Uno de los sentimentales que se encontraba perdido en el Seminario con la añoranza del rincón era un guipuzcoano de un caserío del monte Izarraitz, cerca de Azpeitia. Estudiaba el primero de filosofía.
Este chico, Ignacio Arizmendi, no podía olvidar a su madre y a sus hermanos y estaba inquieto y triste. Sentía miedo cuando no sabía la lección, lo que era en él frecuente, y no tenía humor ni ganas para jugar. Era como algunos pájaros salvajes que no se acostumbran a la jaula. Al mismo tiempo le espantaba la idea de que le fueran a expulsar, porque esto era, para él el descrédito más completo.
Arizmendi lloraba con mucha frecuencia al verse en el Seminario. Los compañeros de tierra seca, que no comprendían aquel sentimentalismo nostálgico, decían que el chico no se entristecía pensando en la familia, ni en la madre, sino recordando, principalmente, la vaca y el ternero de su caserío.
Ignacio, a veces, cuando se encontraba de buen humor, cantaba a Javier esta canción, que había oído sin duda a algún seminarista y que se acomodaba bien a sus deseos:
Txiki txikitik aitak et’amak
Fraile ninduten nonbratu,
Bai eta ere estudiora
Salamankara bigaldu.
Salamankara nindoalarik,
Bidian nuen pensatu
Estudiante tunante bainan
Hobe nuela ezkondu.
(Cuando era pequeño, muy pequeño, mi padre y mi madre me querían meter fraile y también enviarme a Salamanca a estudiar. Cuándo iba a Salamanca, en el camino estuve pensando que mejor que estudiar para cura sería casarse.)
Ignacio contó a Javier sus apuros y sus penas.
—Yo creo que lo mejor que puedes hacer es marcharte del Seminario. Tus padres ya lo comprenderán —le dijo Javier.
—Sí, pero no me atrevo.
Al poco tiempo Ignacio Arizmendi no apareció en las clases. Estaba enfermo. Javier pidió permiso para verle.

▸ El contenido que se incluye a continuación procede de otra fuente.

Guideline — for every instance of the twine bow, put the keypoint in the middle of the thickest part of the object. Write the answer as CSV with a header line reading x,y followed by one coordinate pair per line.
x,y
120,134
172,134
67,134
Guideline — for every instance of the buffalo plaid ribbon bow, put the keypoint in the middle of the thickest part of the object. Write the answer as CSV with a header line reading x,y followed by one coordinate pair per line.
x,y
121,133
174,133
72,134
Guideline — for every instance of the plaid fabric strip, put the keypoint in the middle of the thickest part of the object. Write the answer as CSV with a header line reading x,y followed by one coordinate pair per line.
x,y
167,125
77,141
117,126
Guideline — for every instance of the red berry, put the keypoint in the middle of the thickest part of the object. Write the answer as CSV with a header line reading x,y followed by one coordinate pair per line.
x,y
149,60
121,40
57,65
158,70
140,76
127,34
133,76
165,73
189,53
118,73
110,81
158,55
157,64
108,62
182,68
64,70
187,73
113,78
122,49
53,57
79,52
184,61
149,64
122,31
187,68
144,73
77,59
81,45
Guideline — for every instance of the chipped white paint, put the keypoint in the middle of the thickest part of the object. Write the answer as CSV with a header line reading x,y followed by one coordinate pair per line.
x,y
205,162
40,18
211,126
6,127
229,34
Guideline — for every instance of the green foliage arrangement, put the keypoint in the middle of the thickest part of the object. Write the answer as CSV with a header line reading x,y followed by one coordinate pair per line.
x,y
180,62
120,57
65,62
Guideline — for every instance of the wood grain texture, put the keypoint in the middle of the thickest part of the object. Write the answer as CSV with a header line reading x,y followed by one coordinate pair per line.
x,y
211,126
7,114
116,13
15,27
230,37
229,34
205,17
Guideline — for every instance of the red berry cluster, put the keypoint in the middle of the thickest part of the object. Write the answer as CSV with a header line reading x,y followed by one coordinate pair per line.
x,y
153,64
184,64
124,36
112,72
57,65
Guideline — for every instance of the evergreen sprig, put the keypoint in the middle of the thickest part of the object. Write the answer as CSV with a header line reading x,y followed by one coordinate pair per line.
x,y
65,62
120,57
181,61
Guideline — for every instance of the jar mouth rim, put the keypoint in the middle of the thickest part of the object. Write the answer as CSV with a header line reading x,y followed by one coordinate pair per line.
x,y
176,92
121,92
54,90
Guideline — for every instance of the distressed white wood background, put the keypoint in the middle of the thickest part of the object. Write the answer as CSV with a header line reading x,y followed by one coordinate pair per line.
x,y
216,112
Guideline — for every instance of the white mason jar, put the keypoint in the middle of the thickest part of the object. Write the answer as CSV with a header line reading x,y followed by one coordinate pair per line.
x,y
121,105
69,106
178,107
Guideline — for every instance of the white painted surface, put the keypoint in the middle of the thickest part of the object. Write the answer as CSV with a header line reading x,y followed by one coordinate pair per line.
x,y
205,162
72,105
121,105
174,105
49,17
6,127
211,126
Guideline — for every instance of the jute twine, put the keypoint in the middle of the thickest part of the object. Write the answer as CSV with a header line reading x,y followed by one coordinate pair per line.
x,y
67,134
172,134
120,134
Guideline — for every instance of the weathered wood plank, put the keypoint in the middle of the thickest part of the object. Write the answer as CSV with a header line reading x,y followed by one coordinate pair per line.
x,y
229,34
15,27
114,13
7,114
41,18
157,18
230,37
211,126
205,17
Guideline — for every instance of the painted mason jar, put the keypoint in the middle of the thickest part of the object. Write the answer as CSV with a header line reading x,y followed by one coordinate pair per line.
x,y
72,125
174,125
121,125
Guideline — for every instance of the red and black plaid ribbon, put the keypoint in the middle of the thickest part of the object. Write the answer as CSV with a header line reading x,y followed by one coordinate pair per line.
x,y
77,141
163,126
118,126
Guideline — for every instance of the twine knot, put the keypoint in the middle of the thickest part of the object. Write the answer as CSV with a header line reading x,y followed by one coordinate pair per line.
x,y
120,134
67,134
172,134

Los alumnos de primero de filosofía tenían unas camarillas, separadas unas de otras por un sencillo tabique, con el techo común. Ignacio estaba en una de estas camarillas, muy triste, muy decaído, con una afección gripal. Unos días después le llevaron a la enfermería, en donde le cuidaron las Siervas de María y le reconoció el médico. No le encontró gran cosa, pero le vio muy decaído.
Javier le visitó, y aprovechó la ocasión para hablarle al médico y explicarle la situación espiritual en que se encontraba el muchacho.

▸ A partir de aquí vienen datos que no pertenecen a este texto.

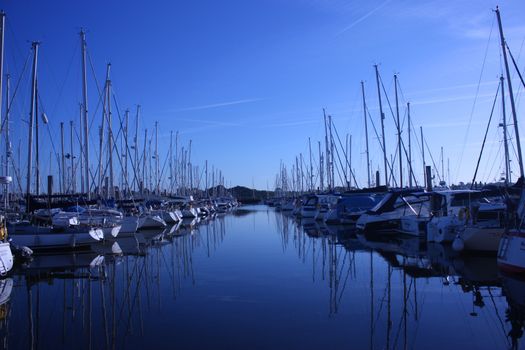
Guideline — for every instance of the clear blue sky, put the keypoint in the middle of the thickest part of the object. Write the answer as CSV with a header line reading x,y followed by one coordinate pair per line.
x,y
246,81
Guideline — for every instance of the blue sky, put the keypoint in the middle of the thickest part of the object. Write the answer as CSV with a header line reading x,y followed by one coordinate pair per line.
x,y
246,81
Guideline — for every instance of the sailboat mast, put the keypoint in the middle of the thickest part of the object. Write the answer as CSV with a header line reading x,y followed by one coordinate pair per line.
x,y
171,162
111,192
72,158
37,145
136,145
504,125
85,110
331,158
382,123
62,159
321,177
311,166
327,148
125,186
81,145
34,45
157,180
442,164
2,30
144,162
366,134
190,179
409,147
399,145
511,93
423,153
7,140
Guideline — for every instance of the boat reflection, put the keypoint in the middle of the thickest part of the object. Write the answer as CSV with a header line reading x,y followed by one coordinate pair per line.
x,y
404,275
96,299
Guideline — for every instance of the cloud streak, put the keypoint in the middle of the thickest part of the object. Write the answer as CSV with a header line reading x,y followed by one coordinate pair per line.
x,y
220,104
362,18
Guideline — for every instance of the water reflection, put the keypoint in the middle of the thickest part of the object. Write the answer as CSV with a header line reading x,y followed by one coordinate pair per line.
x,y
261,279
98,298
400,272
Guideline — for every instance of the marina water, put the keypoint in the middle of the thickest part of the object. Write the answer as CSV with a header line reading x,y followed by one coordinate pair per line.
x,y
258,279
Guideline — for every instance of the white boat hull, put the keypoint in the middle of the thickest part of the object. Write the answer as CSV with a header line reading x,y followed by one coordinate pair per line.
x,y
6,258
151,222
511,253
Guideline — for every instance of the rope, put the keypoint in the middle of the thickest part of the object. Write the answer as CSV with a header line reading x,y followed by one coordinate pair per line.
x,y
515,65
475,99
485,137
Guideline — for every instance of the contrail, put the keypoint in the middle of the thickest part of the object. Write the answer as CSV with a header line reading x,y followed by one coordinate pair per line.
x,y
362,18
221,104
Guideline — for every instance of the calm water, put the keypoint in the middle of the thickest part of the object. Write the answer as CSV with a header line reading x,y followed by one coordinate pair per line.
x,y
261,280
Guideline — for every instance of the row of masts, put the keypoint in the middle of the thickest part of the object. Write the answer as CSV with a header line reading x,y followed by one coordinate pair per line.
x,y
336,158
141,167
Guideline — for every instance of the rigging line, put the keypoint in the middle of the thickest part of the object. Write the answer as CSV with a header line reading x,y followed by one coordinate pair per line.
x,y
399,128
380,143
489,172
61,90
10,103
115,145
345,156
42,108
475,99
433,162
388,101
491,158
100,92
16,44
515,65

—Entonces, lo mejor es que se vaya —dijo el facultativo—; yo le hablaré al rector.
En la visita siguiente le aseguraron que la familia iba a venir a buscar a Ignacio y a llevarle.

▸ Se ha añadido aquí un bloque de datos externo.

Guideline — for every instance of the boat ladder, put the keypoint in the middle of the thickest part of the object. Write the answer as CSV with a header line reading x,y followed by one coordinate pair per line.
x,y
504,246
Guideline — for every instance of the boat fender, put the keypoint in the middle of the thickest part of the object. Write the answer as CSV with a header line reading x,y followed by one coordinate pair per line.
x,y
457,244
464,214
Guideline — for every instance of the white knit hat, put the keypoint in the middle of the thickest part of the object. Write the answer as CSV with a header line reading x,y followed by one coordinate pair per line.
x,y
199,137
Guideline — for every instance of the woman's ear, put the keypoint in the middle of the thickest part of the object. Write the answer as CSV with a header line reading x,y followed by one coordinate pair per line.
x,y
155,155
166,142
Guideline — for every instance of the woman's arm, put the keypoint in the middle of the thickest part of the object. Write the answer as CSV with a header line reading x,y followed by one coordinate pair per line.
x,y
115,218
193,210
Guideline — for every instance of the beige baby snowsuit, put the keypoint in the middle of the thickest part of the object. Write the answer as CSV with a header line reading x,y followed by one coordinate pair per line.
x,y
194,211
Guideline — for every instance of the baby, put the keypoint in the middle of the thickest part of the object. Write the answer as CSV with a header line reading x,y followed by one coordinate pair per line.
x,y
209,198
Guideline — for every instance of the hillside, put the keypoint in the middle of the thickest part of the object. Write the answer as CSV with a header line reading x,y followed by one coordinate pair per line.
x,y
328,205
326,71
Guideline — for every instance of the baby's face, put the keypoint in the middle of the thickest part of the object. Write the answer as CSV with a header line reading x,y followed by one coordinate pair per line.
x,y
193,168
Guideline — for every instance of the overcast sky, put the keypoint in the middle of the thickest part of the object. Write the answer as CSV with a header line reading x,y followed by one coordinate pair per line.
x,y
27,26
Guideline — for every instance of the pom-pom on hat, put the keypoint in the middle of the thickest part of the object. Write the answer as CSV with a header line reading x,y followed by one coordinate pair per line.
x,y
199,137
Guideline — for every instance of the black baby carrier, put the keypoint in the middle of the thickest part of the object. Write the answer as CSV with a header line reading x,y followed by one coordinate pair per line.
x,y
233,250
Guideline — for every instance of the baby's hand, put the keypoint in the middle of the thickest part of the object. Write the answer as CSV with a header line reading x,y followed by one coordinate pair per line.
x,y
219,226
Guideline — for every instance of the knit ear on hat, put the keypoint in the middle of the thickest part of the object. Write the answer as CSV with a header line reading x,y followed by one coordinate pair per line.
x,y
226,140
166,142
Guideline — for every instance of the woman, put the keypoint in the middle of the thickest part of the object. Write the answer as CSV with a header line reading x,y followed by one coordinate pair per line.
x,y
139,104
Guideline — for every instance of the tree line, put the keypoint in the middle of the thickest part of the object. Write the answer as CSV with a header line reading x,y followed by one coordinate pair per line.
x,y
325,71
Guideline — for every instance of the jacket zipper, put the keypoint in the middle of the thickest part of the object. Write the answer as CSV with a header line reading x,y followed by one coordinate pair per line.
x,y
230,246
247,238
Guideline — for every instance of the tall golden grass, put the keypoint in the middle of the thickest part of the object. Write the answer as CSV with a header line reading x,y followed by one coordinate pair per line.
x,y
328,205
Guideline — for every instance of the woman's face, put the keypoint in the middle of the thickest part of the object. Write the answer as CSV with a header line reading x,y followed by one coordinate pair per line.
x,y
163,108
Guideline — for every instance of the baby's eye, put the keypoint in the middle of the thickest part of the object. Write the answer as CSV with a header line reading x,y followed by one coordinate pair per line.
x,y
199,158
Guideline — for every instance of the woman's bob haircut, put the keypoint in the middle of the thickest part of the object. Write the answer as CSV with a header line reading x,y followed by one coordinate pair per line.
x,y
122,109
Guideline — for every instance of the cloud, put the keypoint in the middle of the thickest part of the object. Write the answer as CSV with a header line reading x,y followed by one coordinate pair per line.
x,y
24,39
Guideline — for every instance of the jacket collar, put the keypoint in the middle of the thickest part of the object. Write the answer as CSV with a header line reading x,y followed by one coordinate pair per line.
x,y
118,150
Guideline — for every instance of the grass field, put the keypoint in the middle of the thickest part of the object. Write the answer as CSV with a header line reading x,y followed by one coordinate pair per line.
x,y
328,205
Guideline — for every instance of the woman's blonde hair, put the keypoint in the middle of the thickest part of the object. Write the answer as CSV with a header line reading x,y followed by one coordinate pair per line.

—Ya viene tu familia —le dijo al enfermo.
—Sí.
—¿Estarás contento?
—Ya lo creo.
El enfermo inmediatamente comenzó a hablar vascuence y a contar historias de su casa y de sus vacas, de las romerías y de los bailes en las encrucijadas, que llamaba billeras; de los rebaños de ovejas, a los que llevaba al monte, y de las noches de otoño al lado del fuego, cuando se asaban castañas y se contaban cuentos.
Javier dejó a su compañero muy lleno de esperanza. Unos días después se dijo que el muchacho estaba mal; luego se supo que se presentó su madre, se lo llevó en un automóvil y ya no volvió.
Como quizá no era correcto preguntar y no le dijeron nada, Javier no se enteró de lo que le había pasado a su amigo.